I dont know if that would work or if there is something that could make a system like those work.
hopefully i didnt just invent something that someone else will steal and use and make millions off my idea(s) lol!


at least i get an A for effort right?


----------



## KC8UXU (Oct 22, 2008)

Dr. Frankenstien?

Certainly an interesting concept.


----------



## Tex (Oct 31, 2008)

The amount of voltage and subsequent current would be almost impossible to harness. Even if you could, getting the lightning to strike your lightning rod would be costly and possibly dangerous. It wouldn't happen often enough to make it worth your while.

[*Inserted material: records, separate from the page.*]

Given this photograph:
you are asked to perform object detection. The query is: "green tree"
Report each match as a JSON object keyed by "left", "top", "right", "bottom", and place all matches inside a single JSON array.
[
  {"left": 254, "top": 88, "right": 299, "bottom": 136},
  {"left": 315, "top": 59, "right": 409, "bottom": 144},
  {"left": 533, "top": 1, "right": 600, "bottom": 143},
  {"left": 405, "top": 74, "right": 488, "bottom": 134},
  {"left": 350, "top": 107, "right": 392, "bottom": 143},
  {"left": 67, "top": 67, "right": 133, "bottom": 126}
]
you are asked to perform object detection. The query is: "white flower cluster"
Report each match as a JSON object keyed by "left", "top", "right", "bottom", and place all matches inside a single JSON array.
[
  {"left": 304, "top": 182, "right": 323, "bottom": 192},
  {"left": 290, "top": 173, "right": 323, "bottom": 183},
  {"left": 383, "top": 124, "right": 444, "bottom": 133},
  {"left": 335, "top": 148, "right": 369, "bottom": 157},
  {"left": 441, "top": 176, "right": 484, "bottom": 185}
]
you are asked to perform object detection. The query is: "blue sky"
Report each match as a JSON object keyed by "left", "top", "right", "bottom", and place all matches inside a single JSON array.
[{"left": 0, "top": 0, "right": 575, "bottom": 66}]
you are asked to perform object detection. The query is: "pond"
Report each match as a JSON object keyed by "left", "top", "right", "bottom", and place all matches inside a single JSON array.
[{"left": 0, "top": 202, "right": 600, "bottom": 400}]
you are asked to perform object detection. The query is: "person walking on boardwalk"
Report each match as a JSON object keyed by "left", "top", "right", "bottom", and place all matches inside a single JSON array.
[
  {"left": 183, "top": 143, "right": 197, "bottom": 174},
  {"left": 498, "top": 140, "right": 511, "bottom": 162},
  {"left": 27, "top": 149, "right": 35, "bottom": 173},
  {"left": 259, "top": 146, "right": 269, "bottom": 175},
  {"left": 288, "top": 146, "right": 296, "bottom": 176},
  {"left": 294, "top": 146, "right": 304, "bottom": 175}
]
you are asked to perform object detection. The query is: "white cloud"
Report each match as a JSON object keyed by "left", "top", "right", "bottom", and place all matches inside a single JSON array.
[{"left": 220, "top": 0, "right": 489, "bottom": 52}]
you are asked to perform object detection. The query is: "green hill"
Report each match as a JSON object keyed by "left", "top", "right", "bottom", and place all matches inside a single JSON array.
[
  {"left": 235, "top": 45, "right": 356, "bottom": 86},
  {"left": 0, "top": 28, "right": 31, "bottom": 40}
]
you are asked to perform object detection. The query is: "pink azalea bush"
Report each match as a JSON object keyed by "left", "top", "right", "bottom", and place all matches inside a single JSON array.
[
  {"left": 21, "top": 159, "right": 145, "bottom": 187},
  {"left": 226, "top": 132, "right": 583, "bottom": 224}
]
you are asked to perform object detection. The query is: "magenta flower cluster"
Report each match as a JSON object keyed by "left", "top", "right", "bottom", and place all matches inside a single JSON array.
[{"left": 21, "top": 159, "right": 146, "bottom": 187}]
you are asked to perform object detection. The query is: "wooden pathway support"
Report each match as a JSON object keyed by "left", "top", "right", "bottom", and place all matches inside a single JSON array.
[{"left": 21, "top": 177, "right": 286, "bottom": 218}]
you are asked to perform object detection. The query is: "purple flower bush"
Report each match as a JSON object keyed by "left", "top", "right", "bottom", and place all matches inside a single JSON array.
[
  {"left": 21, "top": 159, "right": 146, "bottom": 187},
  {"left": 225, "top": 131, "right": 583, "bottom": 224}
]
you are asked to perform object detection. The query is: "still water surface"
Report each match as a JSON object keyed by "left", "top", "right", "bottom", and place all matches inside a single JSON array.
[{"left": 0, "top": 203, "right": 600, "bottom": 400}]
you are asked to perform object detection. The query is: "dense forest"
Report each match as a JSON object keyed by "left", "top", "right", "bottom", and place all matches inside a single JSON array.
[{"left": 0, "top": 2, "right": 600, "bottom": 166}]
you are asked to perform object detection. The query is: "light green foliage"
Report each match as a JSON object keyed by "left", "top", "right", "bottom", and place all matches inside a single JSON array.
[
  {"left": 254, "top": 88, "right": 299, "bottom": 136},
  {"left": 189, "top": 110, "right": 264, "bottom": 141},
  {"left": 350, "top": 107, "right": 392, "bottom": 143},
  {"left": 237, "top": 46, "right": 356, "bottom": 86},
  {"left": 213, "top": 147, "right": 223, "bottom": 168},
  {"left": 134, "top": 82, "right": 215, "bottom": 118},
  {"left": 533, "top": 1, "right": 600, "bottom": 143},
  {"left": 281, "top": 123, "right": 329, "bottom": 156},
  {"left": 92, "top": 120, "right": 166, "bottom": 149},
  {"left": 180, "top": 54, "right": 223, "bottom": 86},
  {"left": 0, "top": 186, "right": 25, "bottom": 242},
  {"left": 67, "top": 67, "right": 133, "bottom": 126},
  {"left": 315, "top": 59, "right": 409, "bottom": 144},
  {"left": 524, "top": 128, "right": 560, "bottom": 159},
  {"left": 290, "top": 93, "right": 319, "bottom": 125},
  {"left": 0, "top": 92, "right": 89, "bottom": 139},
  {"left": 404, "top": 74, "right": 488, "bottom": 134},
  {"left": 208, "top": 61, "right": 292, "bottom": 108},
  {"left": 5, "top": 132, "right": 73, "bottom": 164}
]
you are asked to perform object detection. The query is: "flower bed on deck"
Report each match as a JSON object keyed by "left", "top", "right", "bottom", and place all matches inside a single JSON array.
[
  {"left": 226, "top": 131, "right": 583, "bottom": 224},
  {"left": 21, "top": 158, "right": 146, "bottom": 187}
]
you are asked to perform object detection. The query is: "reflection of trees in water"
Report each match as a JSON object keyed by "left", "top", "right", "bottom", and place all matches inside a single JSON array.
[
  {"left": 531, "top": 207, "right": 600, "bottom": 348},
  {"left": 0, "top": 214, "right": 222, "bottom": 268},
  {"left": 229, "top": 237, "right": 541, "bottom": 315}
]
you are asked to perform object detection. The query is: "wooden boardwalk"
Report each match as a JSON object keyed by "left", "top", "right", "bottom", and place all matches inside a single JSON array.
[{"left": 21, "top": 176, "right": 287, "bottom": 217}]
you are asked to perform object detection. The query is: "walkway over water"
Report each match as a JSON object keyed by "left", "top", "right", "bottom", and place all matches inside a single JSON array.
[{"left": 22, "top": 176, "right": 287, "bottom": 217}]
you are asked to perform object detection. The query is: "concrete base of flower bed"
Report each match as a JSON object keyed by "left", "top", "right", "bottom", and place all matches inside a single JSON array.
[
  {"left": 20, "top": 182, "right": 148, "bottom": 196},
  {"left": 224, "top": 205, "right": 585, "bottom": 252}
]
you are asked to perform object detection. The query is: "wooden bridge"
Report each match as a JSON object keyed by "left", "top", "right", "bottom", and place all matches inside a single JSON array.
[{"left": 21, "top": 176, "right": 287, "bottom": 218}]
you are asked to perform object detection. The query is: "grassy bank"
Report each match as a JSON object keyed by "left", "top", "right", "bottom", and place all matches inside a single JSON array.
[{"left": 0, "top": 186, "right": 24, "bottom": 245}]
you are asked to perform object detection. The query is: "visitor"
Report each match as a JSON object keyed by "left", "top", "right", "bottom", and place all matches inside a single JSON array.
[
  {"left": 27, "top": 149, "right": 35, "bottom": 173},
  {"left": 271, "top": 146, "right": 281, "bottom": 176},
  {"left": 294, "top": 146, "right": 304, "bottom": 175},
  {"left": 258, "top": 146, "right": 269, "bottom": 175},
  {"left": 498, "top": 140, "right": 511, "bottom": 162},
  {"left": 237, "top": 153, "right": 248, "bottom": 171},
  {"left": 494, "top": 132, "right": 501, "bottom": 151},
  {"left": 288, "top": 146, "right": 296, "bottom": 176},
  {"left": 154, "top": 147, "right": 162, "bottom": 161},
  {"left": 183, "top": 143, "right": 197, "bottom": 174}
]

I saw a show where they were testing how safe a person was in a car during a lightning strike. It might have been Mythbusters. They would shoot a grounded steel cable into storm clouds to attract lightning. That or a large grounded tower would be necessary and would make it cost prohibitive.


----------



## slimeyjoe (Nov 7, 2008)

You know you could possibly produce artificial conditions that could make the lightning strike even without rain I thought it was attracted to nitrogen or some kind of charge right? Can capacitor bays even store a terrawatt, how big would that have to be? Would nano-mesh capacitors be more effective than plate capacitors?


----------



## vickers (Jan 16, 2013)

1.21 Gigawatts?!?!?!?!?!?!?!?!?!?!?!


----------